Loop for each element of the array
  (a) max_ending_here = max_ending_here + a[i]
  (b) if(max_so_far < max_ending_here)
            max_so_far = max_ending_here
  (c) if(max_ending_here < 0)
            max_ending_here = 0
return max_so_far

Explanation: 
The simple idea of Kadane’s algorithm is to look for all positive contiguous segments of the array (max_ending_here is used for this). And keep track of maximum sum contiguous segment among all positive segments (max_so_far is used for this). Each time we get a positive-sum compare it with max_so_far and update max_so_far if it is greater than max_so_far 

    Lets take the example:
    {-2, -3, 4, -1, -2, 1, 5, -3}

    max_so_far = max_ending_here = 0

    for i=0,  a[0] =  -2
    max_ending_here = max_ending_here + (-2)
    Set max_ending_here = 0 because max_ending_here < 0

    for i=1,  a[1] =  -3
    max_ending_here = max_ending_here + (-3)
    Set max_ending_here = 0 because max_ending_here < 0

    for i=2,  a[2] =  4
    max_ending_here = max_ending_here + (4)
    max_ending_here = 4
    max_so_far is updated to 4 because max_ending_here greater 
    than max_so_far which was 0 till now

    for i=3,  a[3] =  -1
    max_ending_here = max_ending_here + (-1)
    max_ending_here = 3

    for i=4,  a[4] =  -2
    max_ending_here = max_ending_here + (-2)
    max_ending_here = 1

    for i=5,  a[5] =  1
    max_ending_here = max_ending_here + (1)
    max_ending_here = 2

    for i=6,  a[6] =  5
    max_ending_here = max_ending_here + (5)
    max_ending_here = 7
    max_so_far is updated to 7 because max_ending_here is 
    greater than max_so_far

    for i=7,  a[7] =  -3
    max_ending_here = max_ending_here + (-3)
    max_ending_here = 4

Program: 

C#




// C# program to print largest
// contiguous array sum
using System;
 
class GFG
{
    static int maxSubArraySum(int []a)
    {
        int size = a.Length;
        int max_so_far = int.MinValue,
            max_ending_here = 0;
 
        for (int i = 0; i < size; i++)
        {
            max_ending_here = max_ending_here + a[i];
             
            if (max_so_far < max_ending_here)
                max_so_far = max_ending_here;
             
            if (max_ending_here < 0)
                max_ending_here = 0;
        }
         
        return max_so_far;
    }
     
    // Driver code
    public static void Main ()
    {
        int [] a = {-2, -3, 4, -1, -2, 1, 5, -3};
        Console.Write("Maximum contiguous sum is " +
                                maxSubArraySum(a));
    }
 
}
 
// This code is contributed by Sam007_


Output:

Maximum contiguous sum is 7

Time Complexity: O(N), where N represents the size of the given array.
Auxiliary Space: O(1), no extra space is required, so it is a constant.

Another approach:

 

C#




static int maxSubArraySum(int[] a, int size)
{
    int max_so_far = a[0], max_ending_here = 0;
 
    for (int i = 0; i < size; i++) {
        max_ending_here = max_ending_here + a[i];
        if (max_ending_here < 0)
            max_ending_here = 0;
 
        /* Do not compare for all
        elements. Compare only
        when max_ending_here > 0 */
        else if (max_so_far < max_ending_here)
            max_so_far = max_ending_here;
    }
    return max_so_far;
}
 
// This code is contributed
// by ChitraNayal


Time Complexity: O(n), where n represents the size of the given array.
Auxiliary Space: O(1), no extra space is required, so it is a constant.

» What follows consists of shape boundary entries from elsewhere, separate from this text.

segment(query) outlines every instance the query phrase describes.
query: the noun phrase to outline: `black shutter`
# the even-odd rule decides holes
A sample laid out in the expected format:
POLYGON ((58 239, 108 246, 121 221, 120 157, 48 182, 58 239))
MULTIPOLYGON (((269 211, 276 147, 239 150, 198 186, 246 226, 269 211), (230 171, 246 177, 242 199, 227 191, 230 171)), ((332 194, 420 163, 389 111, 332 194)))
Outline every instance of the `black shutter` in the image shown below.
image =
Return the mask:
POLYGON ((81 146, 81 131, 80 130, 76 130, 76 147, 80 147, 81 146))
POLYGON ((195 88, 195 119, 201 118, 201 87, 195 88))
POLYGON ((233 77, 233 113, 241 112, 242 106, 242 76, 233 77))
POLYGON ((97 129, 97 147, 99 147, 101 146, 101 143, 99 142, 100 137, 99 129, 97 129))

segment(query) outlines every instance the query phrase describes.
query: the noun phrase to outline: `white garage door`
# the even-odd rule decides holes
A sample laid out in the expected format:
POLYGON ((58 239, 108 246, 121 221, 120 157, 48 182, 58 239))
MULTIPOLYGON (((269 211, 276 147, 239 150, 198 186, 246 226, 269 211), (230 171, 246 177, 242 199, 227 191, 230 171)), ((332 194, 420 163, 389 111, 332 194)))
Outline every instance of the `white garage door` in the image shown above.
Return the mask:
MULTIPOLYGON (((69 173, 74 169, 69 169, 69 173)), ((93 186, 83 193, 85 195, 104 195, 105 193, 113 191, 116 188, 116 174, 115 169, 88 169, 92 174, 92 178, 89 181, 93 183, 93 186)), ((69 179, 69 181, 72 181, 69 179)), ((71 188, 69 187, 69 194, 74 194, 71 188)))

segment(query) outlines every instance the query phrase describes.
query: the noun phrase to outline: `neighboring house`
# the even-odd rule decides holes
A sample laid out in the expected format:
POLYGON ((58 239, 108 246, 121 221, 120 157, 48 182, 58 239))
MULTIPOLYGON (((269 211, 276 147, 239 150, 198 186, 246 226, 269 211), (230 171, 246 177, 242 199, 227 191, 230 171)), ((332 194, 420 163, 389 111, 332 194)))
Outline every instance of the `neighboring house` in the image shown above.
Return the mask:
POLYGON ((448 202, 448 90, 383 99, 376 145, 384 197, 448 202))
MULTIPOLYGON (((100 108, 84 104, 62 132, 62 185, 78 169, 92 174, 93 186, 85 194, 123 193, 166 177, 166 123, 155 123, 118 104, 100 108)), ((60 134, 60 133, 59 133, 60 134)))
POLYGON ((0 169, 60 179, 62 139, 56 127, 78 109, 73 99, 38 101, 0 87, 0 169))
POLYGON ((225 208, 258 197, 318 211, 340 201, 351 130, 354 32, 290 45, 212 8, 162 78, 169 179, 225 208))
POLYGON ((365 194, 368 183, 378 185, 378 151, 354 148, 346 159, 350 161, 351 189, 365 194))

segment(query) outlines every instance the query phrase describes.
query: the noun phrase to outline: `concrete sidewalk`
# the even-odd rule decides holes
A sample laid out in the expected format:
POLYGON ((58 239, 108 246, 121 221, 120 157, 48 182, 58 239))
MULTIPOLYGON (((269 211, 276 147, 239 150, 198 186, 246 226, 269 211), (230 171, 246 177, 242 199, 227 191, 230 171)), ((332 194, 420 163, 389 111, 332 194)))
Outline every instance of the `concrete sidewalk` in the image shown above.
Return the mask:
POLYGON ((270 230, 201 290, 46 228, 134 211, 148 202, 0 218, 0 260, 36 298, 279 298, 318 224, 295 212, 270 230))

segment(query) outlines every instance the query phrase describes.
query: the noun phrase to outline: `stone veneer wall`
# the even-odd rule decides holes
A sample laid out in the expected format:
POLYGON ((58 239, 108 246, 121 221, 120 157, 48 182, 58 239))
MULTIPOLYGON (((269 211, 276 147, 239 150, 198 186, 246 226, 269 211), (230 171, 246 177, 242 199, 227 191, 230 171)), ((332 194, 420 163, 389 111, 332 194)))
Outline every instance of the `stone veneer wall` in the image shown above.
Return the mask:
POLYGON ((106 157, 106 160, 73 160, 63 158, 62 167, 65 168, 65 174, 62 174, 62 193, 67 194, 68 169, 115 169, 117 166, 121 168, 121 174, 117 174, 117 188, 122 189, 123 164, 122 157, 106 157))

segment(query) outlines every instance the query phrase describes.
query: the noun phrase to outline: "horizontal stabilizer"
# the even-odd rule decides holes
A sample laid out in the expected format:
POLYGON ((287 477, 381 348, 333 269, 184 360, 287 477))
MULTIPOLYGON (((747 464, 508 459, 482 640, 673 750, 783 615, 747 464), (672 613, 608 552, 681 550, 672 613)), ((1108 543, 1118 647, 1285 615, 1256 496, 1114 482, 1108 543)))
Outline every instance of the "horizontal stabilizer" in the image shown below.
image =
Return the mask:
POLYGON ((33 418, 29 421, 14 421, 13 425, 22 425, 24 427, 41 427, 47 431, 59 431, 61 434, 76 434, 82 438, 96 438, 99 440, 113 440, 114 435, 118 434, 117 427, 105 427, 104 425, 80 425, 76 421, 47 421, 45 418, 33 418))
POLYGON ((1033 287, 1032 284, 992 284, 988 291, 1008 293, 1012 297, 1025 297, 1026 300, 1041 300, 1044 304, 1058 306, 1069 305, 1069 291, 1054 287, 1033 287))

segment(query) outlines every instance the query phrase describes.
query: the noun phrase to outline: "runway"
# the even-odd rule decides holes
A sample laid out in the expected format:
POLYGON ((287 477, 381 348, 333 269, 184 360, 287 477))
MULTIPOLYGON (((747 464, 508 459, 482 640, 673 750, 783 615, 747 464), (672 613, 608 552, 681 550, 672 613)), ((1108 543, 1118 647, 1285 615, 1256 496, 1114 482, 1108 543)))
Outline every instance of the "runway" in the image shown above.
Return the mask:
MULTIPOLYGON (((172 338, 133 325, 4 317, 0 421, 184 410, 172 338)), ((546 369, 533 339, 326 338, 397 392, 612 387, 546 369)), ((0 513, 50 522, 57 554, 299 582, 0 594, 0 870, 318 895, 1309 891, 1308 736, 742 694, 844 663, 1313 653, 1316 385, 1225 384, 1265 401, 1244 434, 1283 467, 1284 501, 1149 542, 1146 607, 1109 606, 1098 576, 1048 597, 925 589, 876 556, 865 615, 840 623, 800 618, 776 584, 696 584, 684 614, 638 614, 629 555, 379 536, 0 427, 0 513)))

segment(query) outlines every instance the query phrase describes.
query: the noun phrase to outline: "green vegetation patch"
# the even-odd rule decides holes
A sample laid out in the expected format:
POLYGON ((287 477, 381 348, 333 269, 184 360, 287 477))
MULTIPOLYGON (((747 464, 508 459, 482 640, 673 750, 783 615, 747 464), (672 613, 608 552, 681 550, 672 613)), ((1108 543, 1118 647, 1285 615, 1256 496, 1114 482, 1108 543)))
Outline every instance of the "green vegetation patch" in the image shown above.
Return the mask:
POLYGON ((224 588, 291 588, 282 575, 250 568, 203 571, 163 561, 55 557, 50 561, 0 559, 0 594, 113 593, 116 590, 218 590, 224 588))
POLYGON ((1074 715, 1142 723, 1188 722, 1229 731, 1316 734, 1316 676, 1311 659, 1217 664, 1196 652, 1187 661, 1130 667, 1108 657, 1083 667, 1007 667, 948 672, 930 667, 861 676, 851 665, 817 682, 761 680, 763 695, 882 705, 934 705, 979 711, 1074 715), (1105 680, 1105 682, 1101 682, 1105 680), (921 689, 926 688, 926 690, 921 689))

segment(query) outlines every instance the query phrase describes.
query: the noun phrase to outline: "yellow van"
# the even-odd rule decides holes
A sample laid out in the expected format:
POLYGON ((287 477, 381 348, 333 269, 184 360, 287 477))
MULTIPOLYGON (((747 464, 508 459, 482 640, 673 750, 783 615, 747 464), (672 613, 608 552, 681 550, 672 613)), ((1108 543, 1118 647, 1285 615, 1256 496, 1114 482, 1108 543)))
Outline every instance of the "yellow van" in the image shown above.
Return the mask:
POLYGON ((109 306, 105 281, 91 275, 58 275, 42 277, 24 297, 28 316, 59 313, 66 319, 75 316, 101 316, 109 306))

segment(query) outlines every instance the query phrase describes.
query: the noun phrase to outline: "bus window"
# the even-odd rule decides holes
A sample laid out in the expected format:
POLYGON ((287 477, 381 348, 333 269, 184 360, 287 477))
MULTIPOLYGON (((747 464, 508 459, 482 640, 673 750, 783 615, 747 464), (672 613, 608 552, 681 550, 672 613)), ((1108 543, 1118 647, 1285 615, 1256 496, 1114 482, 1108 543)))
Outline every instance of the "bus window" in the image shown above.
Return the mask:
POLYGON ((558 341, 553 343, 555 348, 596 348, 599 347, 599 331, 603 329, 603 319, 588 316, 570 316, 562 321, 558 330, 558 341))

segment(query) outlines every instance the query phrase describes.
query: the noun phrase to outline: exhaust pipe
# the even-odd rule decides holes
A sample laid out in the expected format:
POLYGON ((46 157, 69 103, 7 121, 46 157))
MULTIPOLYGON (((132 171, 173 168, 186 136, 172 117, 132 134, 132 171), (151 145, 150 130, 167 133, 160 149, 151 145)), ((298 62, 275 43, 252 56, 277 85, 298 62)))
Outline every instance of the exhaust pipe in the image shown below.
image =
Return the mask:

Algorithmic Paradigm: Dynamic Programming
Following is another simple implementation suggested by Mohit Kumar. The implementation handles the case when all numbers in the array are negative. 

C#




// C# program to print largest
// contiguous array sum
using System;
 
class GFG
{
    static int maxSubArraySum(int []a, int size)
    {
    int max_so_far = a[0];
    int curr_max = a[0];
 
    for (int i = 1; i < size; i++)
    {
        curr_max = Math.Max(a[i], curr_max+a[i]);
        max_so_far = Math.Max(max_so_far, curr_max);
    }
 
    return max_so_far;
    }
 
    // Driver code
    public static void Main ()
    {
        int []a = {-2, -3, 4, -1, -2, 1, 5, -3};
        int n = a.Length;
        Console.Write("Maximum contiguous sum is "
                           + maxSubArraySum(a, n));
    }
 
}
 
// This code is contributed by Sam007_


Output: 

Maximum contiguous sum is 7

Time Complexity: O(N), where N represents the size of the given array.
Auxiliary Space: O(1), no extra space is required, so it is a constant.
 

To print the subarray with the maximum sum, we maintain indices whenever we get the maximum sum.  

C#




// C# program to print largest
// contiguous array sum
using System;
 
class GFG
{
    static void maxSubArraySum(int []a,
                               int size)
    {
        int max_so_far = int.MinValue,
        max_ending_here = 0, start = 0,
        end = 0, s = 0;
 
        for (int i = 0; i < size; i++)
        {
            max_ending_here += a[i];
 
            if (max_so_far < max_ending_here)
            {
                max_so_far = max_ending_here;
                start = s;
                end = i;
            }
 
            if (max_ending_here < 0)
            {
                max_ending_here = 0;
                s = i + 1;
            }
        }
        Console.WriteLine("Maximum contiguous " +
                         "sum is " + max_so_far);
        Console.WriteLine("Starting index " +
                                      start);
        Console.WriteLine("Ending index " +
                                      end);
    }
 
    // Driver code
    public static void Main()
    {
        int []a = {-2, -3, 4, -1,
                   -2, 1, 5, -3};
        int n = a.Length;
        maxSubArraySum(a, n);
    }
}
 
// This code is contributed
// by anuj_67.


Output: 

Maximum contiguous sum is 7
Starting index 2
Ending index 6

Kadane’s Algorithm can be viewed both as a greedy and DP. As we can see that we are keeping a running sum of integers and when it becomes less than 0, we reset it to 0 (Greedy Part). This is because continuing with a negative sum is way more worse than restarting with a new range. Now it can also be viewed as a DP, at each stage we have 2 choices: Either take the current element and continue with previous sum OR restart a new range. These both choices are being taken care of in the implementation. 

Time Complexity: O(n)

Auxiliary Space: O(1)

Now try the below question 
Given an array of integers (possibly some elements negative), write a C program to find out the *maximum product* possible by multiplying ‘n’ consecutive integers in the array where n ? ARRAY_SIZE. Also, print the starting point of the maximum product subarray.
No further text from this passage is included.